I don’t know how many engineering and technical personnel have done a lot of discussion on the small grounding point, which shows its importance. Generally, a common ground is required, for example, multiple ground wires of the forward amplifier should be merged and then connected to the trunk ground, etc. In reality, it is difficult to do it completely due to various restrictions, but we should try our best to follow it. This problem is quite flexible in practice, everyone has their own set of solutions, and it is easy to understand if it can be explained for a specific circuit board.

Generally, only a few power filter/decoupling capacitors are drawn in the schematic diagram, but it is not indicated where they should be connected. In fact, these capacitors are set up for switching devices (gate circuits) or other components that require filtering/decoupling. Arranging these capacitors should be as close as possible to these components. If they are too far away, they will have no effect. Interestingly, when the power supply filter/decoupling capacitors are properly placed, the ground point problem is less obvious.

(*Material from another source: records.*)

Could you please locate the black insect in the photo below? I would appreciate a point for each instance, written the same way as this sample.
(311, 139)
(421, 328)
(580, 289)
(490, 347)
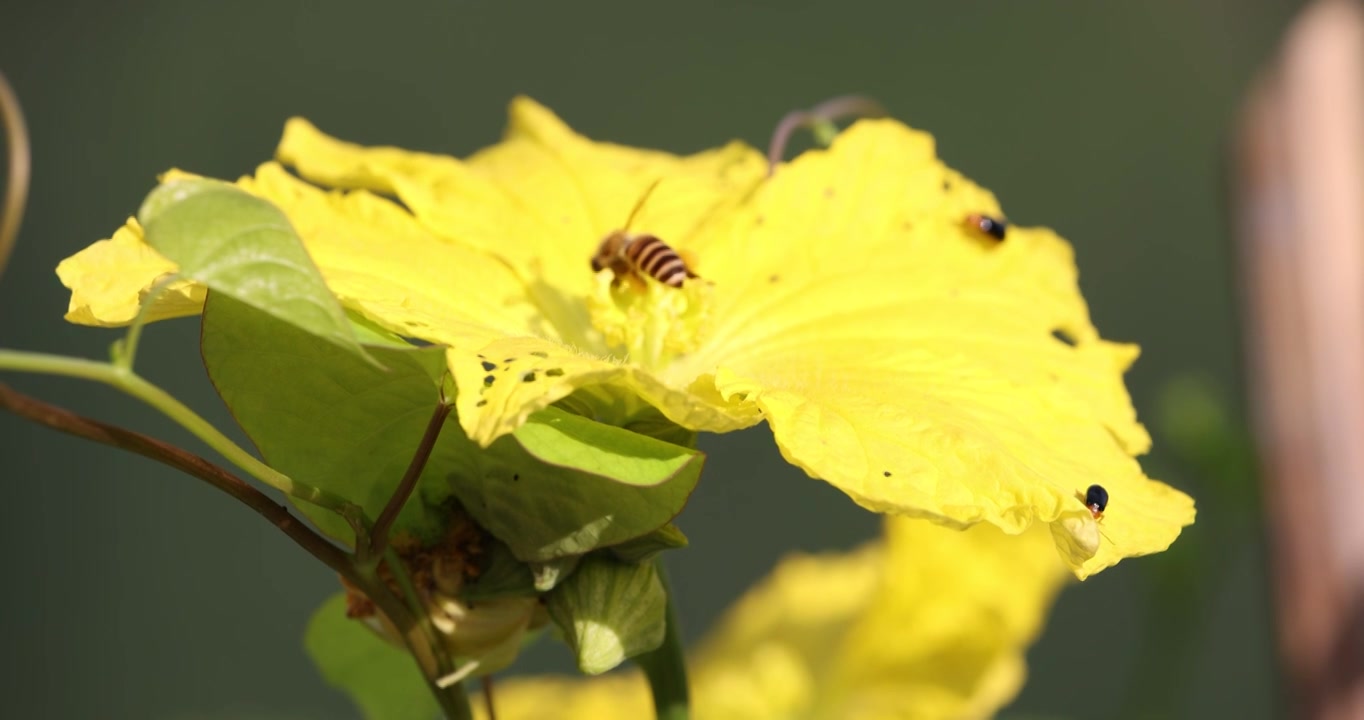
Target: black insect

Lines that are conditionally wide must not be thin; high-voltage and high-frequency lines should be smooth, without sharp chamfers, and corners must not be at right angles. The ground wire should be as wide as possible, and it is best to use a large area of copper, which can greatly improve the problem of the ground point. The size of the pad or via is too small, or the size of the pad does not match the size of the drilled hole properly. The former is not good for manual drilling, and the latter is not good for CNC drilling. It is easy to drill the pads into a "c" shape, and it is heavy to drill out the pads. The wire is too thin, and there is no copper coating in the large area without wiring, which may easily cause uneven corrosion. That is, when the unwired area is corroded, the thin wires are likely to be corroded too much, or they may be broken or completely broken. Therefore, the role of setting the number of copper is not only to increase the ground area and anti-interference.

Some problems are not easy to be found in the early stage of circuit production, and they often emerge in the later stage, such as too many wiring holes, and a little careless copper sinking process will bury hidden dangers. Therefore, the design should minimize the number of holes. The density of parallel lines in the same direction is too high, and it is easy to connect together when welding. Therefore, the linear density should be determined according to the level of the welding process. The distance between solder joints is too small, which is not conducive to manual welding, and the welding quality can only be solved by reducing work efficiency. Otherwise there will be hidden dangers. Therefore, the determination of the minimu distance of solder joints should comprehensively consider the quality and work efficiency of welding personnel.

If you can fully understand and master the above PCB circuit board design considerations, you can greatly improve design efficiency and product quality. Correcting existing errors during production will save a lot of time and cost, and save rework time and material input.